Mob violence would continue for five years. B-team members set off bombs all over the city, hitting A-team gambling joints.
The A-team struck back...killing B-team leader Tom Didio at the Exit 45 motel in Victor in July, 1978.
B-team members Ross Chirico and Rodney Starkweather were next, narrowly escaping death in two separate shootings in Greece. The real hit to the B-team came in court though. In January 1980, 7 members were convicted on racketeering charges...with Starkweather testifying against his fellow B-teamers.
"Just before the jury came in, 53-year-old defendant Rosario Chirico suffered what appeared to be a heart attack, blacking out on the floor."
With the B-team in jail, things quieted down for awhile, but roared back to life in 1981.
"Police immediately began to treat the shooting as an organized crime hit."
Teamsters official and A-team backer John Fiorino was shot in the back of the head outside the Blue Gardenia. The suspected assassin got away...but not for long.
"You know, they grabbed the guy, they threw him up against the wall, they yelled Freeze, ya know freeze buddy, spread 'em"
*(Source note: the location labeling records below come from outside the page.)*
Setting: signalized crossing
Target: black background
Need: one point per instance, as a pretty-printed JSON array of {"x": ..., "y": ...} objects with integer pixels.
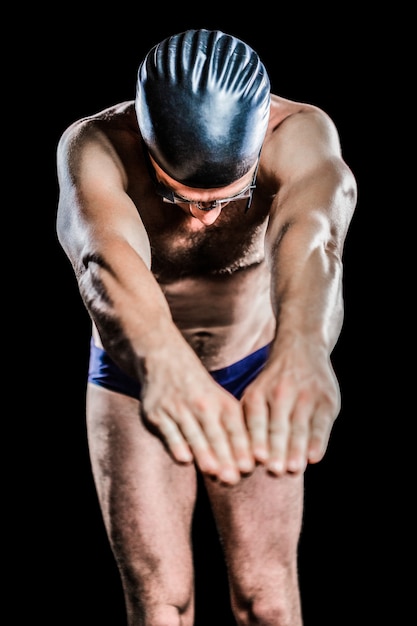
[{"x": 85, "y": 61}]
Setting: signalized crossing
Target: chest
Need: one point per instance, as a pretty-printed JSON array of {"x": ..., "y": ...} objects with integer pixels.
[{"x": 182, "y": 247}]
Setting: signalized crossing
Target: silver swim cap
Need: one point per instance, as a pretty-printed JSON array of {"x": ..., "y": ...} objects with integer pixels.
[{"x": 202, "y": 105}]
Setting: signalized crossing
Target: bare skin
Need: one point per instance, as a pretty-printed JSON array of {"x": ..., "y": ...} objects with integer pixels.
[{"x": 173, "y": 292}]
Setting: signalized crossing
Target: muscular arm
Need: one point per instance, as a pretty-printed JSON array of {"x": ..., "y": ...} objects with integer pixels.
[
  {"x": 292, "y": 405},
  {"x": 102, "y": 234}
]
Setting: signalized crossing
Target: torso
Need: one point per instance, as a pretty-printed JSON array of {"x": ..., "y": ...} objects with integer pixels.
[{"x": 215, "y": 278}]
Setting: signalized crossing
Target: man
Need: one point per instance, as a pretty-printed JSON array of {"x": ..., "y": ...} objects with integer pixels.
[{"x": 205, "y": 222}]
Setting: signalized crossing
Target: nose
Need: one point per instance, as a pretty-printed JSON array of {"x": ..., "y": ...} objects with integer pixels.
[{"x": 204, "y": 216}]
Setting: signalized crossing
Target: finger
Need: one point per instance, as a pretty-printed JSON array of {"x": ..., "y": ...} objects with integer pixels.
[
  {"x": 174, "y": 440},
  {"x": 320, "y": 429},
  {"x": 299, "y": 434},
  {"x": 257, "y": 420},
  {"x": 239, "y": 441},
  {"x": 279, "y": 428},
  {"x": 226, "y": 437}
]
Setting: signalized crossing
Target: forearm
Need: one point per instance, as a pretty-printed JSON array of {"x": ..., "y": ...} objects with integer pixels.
[
  {"x": 127, "y": 306},
  {"x": 307, "y": 292}
]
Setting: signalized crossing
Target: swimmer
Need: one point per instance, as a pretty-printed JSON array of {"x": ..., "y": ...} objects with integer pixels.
[{"x": 205, "y": 221}]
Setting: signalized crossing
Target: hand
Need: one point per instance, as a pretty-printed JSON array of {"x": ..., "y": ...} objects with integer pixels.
[
  {"x": 197, "y": 419},
  {"x": 291, "y": 407}
]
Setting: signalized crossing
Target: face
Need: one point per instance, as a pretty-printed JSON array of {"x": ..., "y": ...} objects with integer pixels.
[{"x": 204, "y": 204}]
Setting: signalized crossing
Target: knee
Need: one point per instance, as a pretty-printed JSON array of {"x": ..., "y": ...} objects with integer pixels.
[{"x": 269, "y": 604}]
The guy turned out to be mob enforcer John "Mad
Dog" Sullivan who was wanted in several murders stretching from Rochester
to New York City. He was convicted of the Fiorino hit in 1982.
Investigators would later learn the killing was ordered by a new-comer to the alphabet wars: the C-team, lead by former Gingello allies Tom Taylor and Tom Torpey.
The A-team, feeling there were too many teams, ordered hits on the faction, which were carried out in Rochester and Gates in 1982 and 1983.
But the end was near. With help from yet another informant, Tony Olivari, prosecutors put the A-team away for good in 1984. C-team leaders Torpey and Taylor went down in 1985, effectively ending a war triggered by the Massaro hit 12 years prior.
"To me, it was one of the most effective investigations of the mafia in the country.
There was a dedication to a common cause. I can't attribute it to any specific situation, other than the right group of people with the right attitude is what made the difference," said Richard Foley.
Another racketeering trial would send the remaining Rochester mob figures to jail a few years later.